大暦年間(766〜779)のことである。尚衣奉御(しょういほうぎょ)の韋隠(いいん)が韓晋(かんしん)の娘を妻に迎えた。


新婚の夢もまだ覚めないうちに、韋隠は新羅(しらぎ)へ使者として赴くこととなり、涙ながらに妻と別れて出立した。一日もすると、もう妻が恋しくてたまらない。その晩は早々に寝ることにした。

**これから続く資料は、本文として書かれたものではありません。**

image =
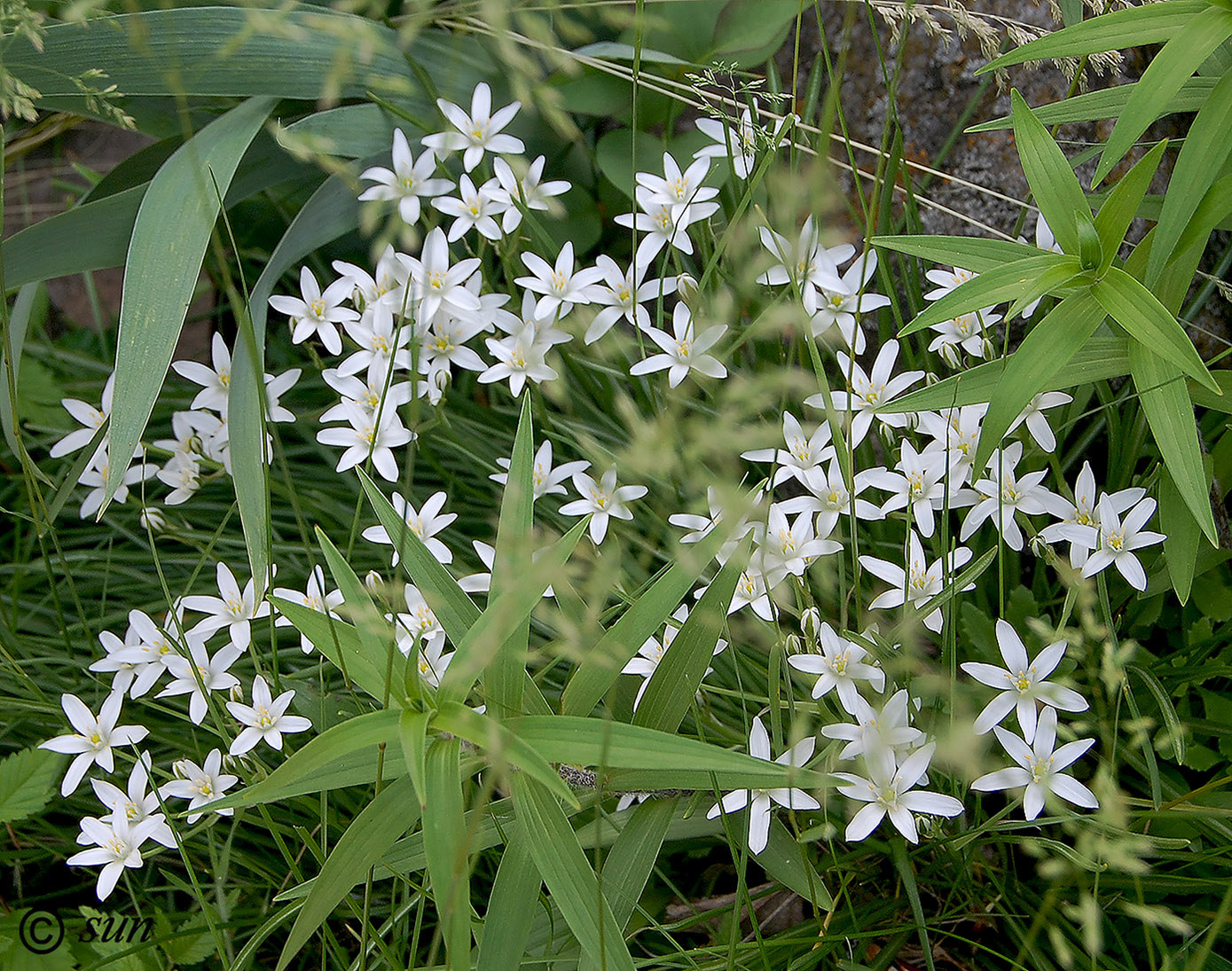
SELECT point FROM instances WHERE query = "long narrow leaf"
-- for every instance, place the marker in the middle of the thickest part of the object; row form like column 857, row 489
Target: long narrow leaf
column 391, row 813
column 164, row 259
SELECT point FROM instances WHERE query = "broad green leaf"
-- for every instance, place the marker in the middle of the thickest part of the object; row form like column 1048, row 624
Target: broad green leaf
column 1050, row 176
column 601, row 667
column 27, row 781
column 310, row 54
column 503, row 680
column 1123, row 203
column 617, row 746
column 1103, row 356
column 569, row 875
column 1169, row 69
column 1178, row 524
column 169, row 242
column 680, row 670
column 1171, row 414
column 306, row 765
column 449, row 601
column 1108, row 103
column 504, row 616
column 512, row 906
column 969, row 253
column 1146, row 25
column 502, row 746
column 413, row 733
column 1001, row 284
column 445, row 843
column 391, row 813
column 785, row 860
column 363, row 662
column 1199, row 164
column 1050, row 345
column 1149, row 323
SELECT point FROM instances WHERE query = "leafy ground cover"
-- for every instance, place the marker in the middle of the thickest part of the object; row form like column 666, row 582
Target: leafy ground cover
column 592, row 541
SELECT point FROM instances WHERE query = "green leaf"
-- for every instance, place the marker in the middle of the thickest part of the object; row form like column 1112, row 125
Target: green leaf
column 785, row 860
column 569, row 875
column 969, row 253
column 1171, row 68
column 1171, row 414
column 1181, row 528
column 27, row 780
column 502, row 746
column 1001, row 284
column 363, row 662
column 1146, row 25
column 1108, row 103
column 445, row 843
column 512, row 906
column 1149, row 323
column 391, row 813
column 1123, row 202
column 169, row 242
column 1103, row 356
column 449, row 601
column 306, row 765
column 1050, row 345
column 1199, row 164
column 413, row 732
column 504, row 616
column 503, row 680
column 680, row 670
column 1050, row 176
column 602, row 664
column 217, row 51
column 673, row 761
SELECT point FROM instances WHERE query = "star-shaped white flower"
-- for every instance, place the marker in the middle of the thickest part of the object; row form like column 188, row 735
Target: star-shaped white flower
column 94, row 740
column 1023, row 683
column 759, row 800
column 1040, row 768
column 265, row 718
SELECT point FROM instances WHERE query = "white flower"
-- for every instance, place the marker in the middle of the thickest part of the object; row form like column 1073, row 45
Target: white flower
column 200, row 784
column 648, row 655
column 314, row 598
column 889, row 795
column 135, row 805
column 116, row 847
column 266, row 718
column 234, row 609
column 759, row 800
column 919, row 583
column 1117, row 541
column 407, row 183
column 802, row 455
column 94, row 740
column 545, row 480
column 474, row 208
column 1022, row 683
column 425, row 524
column 1003, row 494
column 839, row 667
column 477, row 132
column 1040, row 768
column 317, row 312
column 681, row 350
column 601, row 500
column 528, row 192
column 200, row 673
column 215, row 381
column 868, row 393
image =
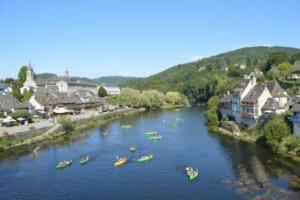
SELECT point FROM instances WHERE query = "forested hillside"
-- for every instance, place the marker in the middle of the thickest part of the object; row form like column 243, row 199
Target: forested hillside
column 201, row 79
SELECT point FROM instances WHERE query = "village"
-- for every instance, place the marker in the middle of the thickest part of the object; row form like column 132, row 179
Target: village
column 255, row 101
column 51, row 98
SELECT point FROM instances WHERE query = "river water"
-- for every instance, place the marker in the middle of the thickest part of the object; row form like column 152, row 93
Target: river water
column 228, row 169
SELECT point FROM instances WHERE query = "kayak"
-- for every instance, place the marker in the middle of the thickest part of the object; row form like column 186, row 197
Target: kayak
column 145, row 158
column 64, row 164
column 192, row 174
column 121, row 161
column 126, row 126
column 84, row 160
column 156, row 137
column 179, row 119
column 151, row 133
column 174, row 125
column 132, row 148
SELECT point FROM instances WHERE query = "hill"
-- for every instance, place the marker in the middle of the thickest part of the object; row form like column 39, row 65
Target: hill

横になってはみたものの、すぐに眠れるものではない。寝つかれぬままに妻のことを考えていると、寝台の帳の外にぼんやりと人影が見えた。それは恋しい妻であった。驚いてわけをたずねると、


「海を越えて異国へ行くあなたのことを思うと心配でたまらず、こっそり家を抜け出して後を追いかけてきました」


と言う。韋隠は大喜びで妻を新羅に同行することにした。周囲には、


「身の回りの世話をさせようと思い、妓女(ぎじょ)を買いました」


と言っておいたので、誰も疑いを抱かなかった。


韋隠が妻とともに帰国したのは、二年後のことであった。韋隠が韓晋の家へ勝手に妻を連れ出したことをわびに行くと、妻がもう一人いる。二人の妻は駆け寄って合体して一人となった。


韋隠とともに新羅へ行ったのは、妻の魂魄であった。